On Libya, Obama fails the 3 a.m. test. What would President Hillary Clinton have done?

Would President Hillary Clinton have waited weeks to come to the aid of Libya's freedom fighters?

If Hillary Rodham Clinton were president...

Would the US have dithered for weeks before coming to the aid of Libya’s embattled freedom fighters?

Could aided “rebels” have succeeded in neutralizing Libyan dictator Muammar Qaddafi, the mass murderer of innocent airline passengers and now his own people, either politically or physically, thus saving many lives?

These are intriguing questions as we debate the reluctant decisionmaking of President Obama, and the wrangling of his advisers as Libya burned and wept.

His national security adviser, Thomas Donilon, warned that Libya was not of vital strategic interest to the United States. (But what of humanitarian interest?)

Senior Pentagon officials cautioned that constructing a “no-fly” operation would take much planning and time. (So how, in 1986, when Libya fired an SA-5 missile at a carrier-based US aircraft, did the US manage in a matter of hours to sink or damage three Libyan warships and knock out onshore Libyan radar and missile-launching sites?)

Clinton convinced Obama to act

According to astute reporting by The New York Times, it was Secretary of State Hillary Clinton, with like-minded aides, who finally convinced Mr. Obama that the time for action rather than words had come.

During the presidential election campaign, then presidential candidate Clinton harshly charged that Obama would, as president, be unqualified to handle the “3 a.m. crisis call.”

That rancor has since eroded, and Secretary Clinton has long been a loyal public supporter of the president’s conduct of foreign affairs.

But she also told CNN recently that she would not remain in the post of secretary of State if Obama is reelected to a second presidential term in 2012. Friends say she is “tired.” It is thus tempting to speculate at what juncture of the Libyan crisis might she have handled things differently had she won the presidency.

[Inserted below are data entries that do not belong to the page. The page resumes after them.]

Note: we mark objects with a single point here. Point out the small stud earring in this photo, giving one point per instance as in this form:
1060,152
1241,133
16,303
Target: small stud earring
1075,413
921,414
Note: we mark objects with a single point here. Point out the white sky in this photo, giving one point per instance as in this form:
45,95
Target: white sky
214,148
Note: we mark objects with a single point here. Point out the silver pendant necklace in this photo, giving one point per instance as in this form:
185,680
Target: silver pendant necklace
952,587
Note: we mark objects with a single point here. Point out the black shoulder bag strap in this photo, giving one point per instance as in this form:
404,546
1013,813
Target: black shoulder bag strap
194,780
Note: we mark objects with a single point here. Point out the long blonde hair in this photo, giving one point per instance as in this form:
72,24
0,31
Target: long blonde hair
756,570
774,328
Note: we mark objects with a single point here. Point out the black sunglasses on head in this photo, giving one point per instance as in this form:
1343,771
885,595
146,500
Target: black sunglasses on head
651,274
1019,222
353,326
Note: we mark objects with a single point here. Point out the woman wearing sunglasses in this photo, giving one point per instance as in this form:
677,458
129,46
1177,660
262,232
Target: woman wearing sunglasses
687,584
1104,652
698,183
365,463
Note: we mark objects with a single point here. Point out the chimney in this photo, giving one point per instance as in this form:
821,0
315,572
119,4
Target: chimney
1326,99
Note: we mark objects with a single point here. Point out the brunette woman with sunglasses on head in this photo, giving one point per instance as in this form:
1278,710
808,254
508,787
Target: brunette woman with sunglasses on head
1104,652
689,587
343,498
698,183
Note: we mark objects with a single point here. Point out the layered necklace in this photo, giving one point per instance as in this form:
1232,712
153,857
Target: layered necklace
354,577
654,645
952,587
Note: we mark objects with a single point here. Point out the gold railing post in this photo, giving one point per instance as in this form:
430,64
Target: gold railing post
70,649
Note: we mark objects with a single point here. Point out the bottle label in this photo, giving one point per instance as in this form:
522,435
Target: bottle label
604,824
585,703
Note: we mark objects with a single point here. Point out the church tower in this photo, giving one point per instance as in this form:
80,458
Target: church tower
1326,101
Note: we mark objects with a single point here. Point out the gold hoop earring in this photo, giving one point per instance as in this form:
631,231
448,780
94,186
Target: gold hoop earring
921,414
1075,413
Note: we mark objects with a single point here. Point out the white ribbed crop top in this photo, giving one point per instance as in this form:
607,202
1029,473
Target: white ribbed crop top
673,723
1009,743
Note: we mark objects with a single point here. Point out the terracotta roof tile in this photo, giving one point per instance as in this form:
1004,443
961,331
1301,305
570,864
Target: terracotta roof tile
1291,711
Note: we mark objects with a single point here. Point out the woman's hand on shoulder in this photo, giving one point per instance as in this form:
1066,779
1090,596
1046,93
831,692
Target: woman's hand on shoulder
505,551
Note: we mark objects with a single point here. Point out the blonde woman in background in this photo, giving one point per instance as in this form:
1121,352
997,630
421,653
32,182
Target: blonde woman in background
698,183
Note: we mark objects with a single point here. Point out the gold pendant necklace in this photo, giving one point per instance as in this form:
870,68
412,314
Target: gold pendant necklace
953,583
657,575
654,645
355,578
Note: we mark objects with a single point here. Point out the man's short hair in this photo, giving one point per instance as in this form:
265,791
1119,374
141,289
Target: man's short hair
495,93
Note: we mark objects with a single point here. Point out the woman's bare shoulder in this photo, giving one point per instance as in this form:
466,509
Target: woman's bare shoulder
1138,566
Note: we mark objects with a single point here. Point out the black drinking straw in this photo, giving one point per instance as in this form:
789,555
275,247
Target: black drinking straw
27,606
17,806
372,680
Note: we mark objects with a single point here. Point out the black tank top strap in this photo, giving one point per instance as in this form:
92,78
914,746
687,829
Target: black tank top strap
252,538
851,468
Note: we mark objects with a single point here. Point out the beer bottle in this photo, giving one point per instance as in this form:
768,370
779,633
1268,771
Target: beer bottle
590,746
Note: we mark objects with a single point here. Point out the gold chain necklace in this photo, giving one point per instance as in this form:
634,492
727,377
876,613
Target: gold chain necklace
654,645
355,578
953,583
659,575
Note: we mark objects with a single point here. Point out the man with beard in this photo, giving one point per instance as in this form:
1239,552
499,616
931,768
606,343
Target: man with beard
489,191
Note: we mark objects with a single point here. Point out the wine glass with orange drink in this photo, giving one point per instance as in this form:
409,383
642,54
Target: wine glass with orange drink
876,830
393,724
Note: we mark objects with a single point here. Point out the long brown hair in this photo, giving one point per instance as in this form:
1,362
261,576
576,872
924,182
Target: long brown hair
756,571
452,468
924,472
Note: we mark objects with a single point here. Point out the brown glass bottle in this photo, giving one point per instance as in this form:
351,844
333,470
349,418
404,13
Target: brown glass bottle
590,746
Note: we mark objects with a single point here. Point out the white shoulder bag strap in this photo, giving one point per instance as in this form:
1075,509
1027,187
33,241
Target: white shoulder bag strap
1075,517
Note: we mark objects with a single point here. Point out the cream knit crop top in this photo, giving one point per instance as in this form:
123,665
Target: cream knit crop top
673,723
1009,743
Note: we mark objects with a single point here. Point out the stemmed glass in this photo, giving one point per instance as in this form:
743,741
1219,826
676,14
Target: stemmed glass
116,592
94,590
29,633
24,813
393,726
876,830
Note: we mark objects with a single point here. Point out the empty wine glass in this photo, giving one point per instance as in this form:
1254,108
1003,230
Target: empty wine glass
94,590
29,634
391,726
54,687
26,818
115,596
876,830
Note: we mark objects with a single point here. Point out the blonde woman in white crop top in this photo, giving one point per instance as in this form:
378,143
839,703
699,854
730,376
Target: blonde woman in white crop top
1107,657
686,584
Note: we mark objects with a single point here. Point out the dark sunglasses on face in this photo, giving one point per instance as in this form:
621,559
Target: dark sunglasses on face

Time will judge Obama's role in Libya

As is the fate of incumbents, Obama has been criticized from all quarters of the political spectrum variously for tackling the Libyan crisis too late, for getting into it at all, for not sufficiently consulting Congress, for not adequately addressing the American people, and for continuing his travels to Latin America when as commander in chief he might have better stayed in Washington.

In time, his role will be clarified as either a masterly diplomatic orchestration avoiding the stigma of heavy-handed American invasion of a third Middle Eastern land, or a shameful default of American leadership in favor of France, whose President Nicolas Sarkozy led the charge.

What is clear is that whatever the multinational coloration of the military effort, its main force was American.

When the initial barrage of more than 100 sea-launched missiles against Libyan air defenses were all American except two, there cannot be much doubt about the size and power of the US military component.

Should be little question on ultimate goal

Nor, for a president who has talked grandly about freedom for Muslim lands, should there be much question about the ultimate goal. The United Nations justification broadly calls for steps to protect Libyan civilians from Qaddafi. Obama has asserted that Qaddafi must go.

Whether that means step down, leave the country, be captured and sent to the International Criminal Court as a war criminal, or be killed, is left to the imagination. But clearly the neutralization of Qaddafi in one way or another is the most effective way to protect civilians and give them freedom.

In World War II, my father was conscripted into the British Army and spent three years in North Africa, much of it in Libya confronting Rommel’s German legions.

As a boy I had earnest talks with him about having to kill. (He said his conscience told him he would if it were “the nearest right.”) I think he did not see himself as fighting Germans but as fighting for all kinds of people whose freedom was threatened by Hitler. If he were alive today, I think he’d be on the side of freedom for Libyans.

John Hughes, a former editor of the Monitor, writes a biweekly column.